ABSTRACT:
Irrigation-induced erosion and rain-induced erosion result from very different systematics. Therefore, both cannot be predicted effectively using the same models. The average two-fold yield and three-fold economic advantage of irrigation over rain-fed agriculture, coupled with the fragility of irrigated land and the strategic importance of irrigation development to meet world agricultural production needs, has raised the urgency for the development of robust, accurate, and precise irrigation-induced erosion models.

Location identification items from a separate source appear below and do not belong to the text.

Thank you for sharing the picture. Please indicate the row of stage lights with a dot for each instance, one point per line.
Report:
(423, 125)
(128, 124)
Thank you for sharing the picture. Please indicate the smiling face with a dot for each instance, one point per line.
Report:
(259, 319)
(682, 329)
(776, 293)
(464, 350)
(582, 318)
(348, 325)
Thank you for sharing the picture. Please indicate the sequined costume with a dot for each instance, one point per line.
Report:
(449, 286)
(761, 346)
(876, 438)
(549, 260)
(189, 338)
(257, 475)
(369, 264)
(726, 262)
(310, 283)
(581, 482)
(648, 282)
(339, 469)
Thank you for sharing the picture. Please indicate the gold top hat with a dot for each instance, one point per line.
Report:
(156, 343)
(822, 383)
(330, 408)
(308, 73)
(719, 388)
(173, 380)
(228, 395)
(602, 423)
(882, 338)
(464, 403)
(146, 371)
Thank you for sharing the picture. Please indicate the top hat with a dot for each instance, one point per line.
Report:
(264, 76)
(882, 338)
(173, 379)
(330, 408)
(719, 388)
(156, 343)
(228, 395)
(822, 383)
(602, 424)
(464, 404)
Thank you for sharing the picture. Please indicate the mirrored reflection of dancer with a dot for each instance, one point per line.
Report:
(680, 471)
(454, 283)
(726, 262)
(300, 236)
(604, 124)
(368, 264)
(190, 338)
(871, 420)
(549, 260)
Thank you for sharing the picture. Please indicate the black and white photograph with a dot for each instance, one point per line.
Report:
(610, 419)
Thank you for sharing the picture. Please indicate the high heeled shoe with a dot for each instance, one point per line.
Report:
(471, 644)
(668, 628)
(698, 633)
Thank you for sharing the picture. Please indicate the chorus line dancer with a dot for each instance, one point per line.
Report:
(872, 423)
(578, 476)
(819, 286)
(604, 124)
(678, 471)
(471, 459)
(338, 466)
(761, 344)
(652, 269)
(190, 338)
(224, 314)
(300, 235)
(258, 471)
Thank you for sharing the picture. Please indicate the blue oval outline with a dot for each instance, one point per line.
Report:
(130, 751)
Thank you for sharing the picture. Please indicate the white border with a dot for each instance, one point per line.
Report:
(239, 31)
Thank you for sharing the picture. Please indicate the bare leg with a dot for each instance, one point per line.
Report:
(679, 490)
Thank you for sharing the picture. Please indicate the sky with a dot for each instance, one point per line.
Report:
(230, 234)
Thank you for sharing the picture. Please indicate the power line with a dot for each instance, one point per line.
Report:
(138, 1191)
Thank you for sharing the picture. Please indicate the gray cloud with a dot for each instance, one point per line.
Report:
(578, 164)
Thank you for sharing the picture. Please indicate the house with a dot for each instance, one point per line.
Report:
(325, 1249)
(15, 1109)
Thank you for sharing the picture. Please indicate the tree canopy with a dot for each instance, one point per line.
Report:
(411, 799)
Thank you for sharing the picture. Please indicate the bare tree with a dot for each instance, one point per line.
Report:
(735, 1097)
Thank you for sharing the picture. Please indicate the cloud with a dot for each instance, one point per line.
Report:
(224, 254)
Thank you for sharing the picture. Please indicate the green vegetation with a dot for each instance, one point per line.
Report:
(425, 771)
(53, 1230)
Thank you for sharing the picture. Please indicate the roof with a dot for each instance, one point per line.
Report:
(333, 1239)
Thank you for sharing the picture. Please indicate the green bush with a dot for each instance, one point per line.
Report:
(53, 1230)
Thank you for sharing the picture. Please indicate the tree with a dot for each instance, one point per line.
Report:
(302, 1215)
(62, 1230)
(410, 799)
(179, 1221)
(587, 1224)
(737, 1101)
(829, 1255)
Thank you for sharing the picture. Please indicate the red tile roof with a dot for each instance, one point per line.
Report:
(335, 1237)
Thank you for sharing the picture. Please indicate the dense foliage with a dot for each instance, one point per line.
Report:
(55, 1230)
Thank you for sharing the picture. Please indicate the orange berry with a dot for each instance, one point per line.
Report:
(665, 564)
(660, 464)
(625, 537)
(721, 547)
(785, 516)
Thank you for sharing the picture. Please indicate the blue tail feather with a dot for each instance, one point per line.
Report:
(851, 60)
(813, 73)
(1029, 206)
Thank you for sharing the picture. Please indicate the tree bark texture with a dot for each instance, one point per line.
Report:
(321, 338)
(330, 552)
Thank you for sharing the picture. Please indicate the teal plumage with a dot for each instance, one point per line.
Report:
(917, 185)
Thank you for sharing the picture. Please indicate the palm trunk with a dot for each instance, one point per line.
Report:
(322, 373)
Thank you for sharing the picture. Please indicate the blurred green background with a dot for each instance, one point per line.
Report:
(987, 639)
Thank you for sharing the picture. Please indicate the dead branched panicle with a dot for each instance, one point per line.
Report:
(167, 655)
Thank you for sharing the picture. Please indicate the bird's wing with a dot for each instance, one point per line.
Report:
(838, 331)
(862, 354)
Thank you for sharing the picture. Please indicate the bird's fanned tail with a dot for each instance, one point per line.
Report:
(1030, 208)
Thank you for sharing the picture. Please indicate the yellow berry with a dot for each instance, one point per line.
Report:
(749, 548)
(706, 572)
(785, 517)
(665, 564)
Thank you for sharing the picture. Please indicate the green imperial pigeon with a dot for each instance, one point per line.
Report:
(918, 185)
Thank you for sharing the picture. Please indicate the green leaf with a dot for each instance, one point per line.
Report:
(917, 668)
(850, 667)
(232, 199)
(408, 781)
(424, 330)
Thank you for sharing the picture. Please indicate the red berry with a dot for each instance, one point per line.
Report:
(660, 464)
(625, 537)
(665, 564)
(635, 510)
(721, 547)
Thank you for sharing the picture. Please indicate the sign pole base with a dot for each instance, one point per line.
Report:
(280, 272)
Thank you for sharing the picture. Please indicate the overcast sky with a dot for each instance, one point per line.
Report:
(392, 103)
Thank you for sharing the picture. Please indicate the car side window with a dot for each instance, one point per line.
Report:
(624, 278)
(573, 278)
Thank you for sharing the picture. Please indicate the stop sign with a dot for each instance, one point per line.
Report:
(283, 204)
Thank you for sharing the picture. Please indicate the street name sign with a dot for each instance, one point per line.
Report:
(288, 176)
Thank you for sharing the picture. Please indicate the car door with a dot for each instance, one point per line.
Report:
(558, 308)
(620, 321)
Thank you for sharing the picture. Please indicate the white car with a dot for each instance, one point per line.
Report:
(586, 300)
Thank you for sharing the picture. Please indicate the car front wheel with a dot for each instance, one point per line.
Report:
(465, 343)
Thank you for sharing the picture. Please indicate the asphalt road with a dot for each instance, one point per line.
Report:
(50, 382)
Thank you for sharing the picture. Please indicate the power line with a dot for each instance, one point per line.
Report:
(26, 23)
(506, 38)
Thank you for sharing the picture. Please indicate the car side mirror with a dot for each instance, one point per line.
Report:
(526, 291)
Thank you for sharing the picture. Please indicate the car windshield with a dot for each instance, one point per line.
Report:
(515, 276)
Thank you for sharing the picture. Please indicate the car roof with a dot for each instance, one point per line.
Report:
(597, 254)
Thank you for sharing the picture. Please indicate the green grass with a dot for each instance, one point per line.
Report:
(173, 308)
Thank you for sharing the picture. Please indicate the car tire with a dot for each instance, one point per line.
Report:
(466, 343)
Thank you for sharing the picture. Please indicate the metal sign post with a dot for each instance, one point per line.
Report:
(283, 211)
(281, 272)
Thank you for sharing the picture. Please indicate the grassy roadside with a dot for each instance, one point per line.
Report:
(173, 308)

This paper details the rationale for separate irrigation-induced erosion models, presents essential aspects unique to irrigation that must be accounted for in the models, and summarizes the progress (to date) toward the goal of irrigation-induced erosion model development.
Footnotes
Robert E. Sojka is a soil scientist and David L. Bjorneberg is an agricultural engineer at the Northwest Irrigation and Soils Research Laboratory, United States Department of Agriculture (USDA) Agricultural Research Service (ARS), in Kimberly, Idaho. Thomas J. Trout is an agricultural engineer for the USDA ARS in Ft. Collins, Colorado. Theodor S. Strelkoff is a research hydraulic engineer for the USDA ARS at the United States Arid Land Agricultural Research Center in Maricopa, Arizona. Mark A. Nearing is an engineer at the Southwest Watershed Research Center, USDA ARS, in Tucson, Arizona.